We all know that tread (design) and the quality of tire compound of a tire play an effective role on roadholding, but what about the freshness??
Not sure about the time, one day I was talking with the boy who was balancing my wheels. One topic lead another and he finally told me how to read the codes on a tire to determine the production date. In fact everyone in the industry keep this to their selves but I decided to share this with you, if you keep it to yourselves :) After going into all these unnecessary details I feel like you're saying: "Oh, Shut Up!!"... OK, then.
Tire Manufacture Date - The Production Code
Photo on the right belongs to a Toyo Proxes T1-S. The production code on all tires are not equal but you will see a special code in an ellipse shape on at least 80% of all tires on the market, and that will help you find tire date of manufacture.
The "last 4 digits" on the ellipse tells us tire manufacture date. The first 2 digits is "PRODUCTION WEEK" and the last 2 digits is the "YEAR". Assuming there are 4 weeks in a month, we can say that this tire was manufactured by the end of March 2003 (12=12th week of the year, 03=Year 2003).
5000 means 50th week of year 2000, which means December 2000.

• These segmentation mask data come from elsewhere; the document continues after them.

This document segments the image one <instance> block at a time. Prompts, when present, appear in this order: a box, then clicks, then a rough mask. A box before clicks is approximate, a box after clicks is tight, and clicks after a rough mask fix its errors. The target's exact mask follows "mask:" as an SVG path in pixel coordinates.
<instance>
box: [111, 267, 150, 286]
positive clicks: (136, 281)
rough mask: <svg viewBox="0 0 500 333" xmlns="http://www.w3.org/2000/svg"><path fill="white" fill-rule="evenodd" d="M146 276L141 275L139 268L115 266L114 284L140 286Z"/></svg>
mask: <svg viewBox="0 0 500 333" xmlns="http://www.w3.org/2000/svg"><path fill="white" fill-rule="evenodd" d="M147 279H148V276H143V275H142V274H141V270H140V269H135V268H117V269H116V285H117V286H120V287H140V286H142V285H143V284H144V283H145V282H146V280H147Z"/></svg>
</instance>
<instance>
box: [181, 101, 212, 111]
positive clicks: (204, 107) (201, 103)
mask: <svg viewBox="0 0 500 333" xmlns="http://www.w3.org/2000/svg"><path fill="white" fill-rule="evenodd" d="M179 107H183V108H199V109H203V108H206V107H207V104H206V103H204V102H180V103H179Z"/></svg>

We have learned that, so what?
If the retailer knows that you know how to read this code, and you requested newer tires "if it is possible", there is a chance that you will get a fresh set of tires. I think I was lucky while I was buying my Toyo's. The boy on the store told me to wait a few days for the new set to come, and I had 1203 tires instead of 3502's, almost 8 months fresh tires. That was in June 2003, so I bought tires that are 2 - 2.5 months old. Not so bad, I think. :)
That's all. Buy fresh tires, not those waited on shelves for years.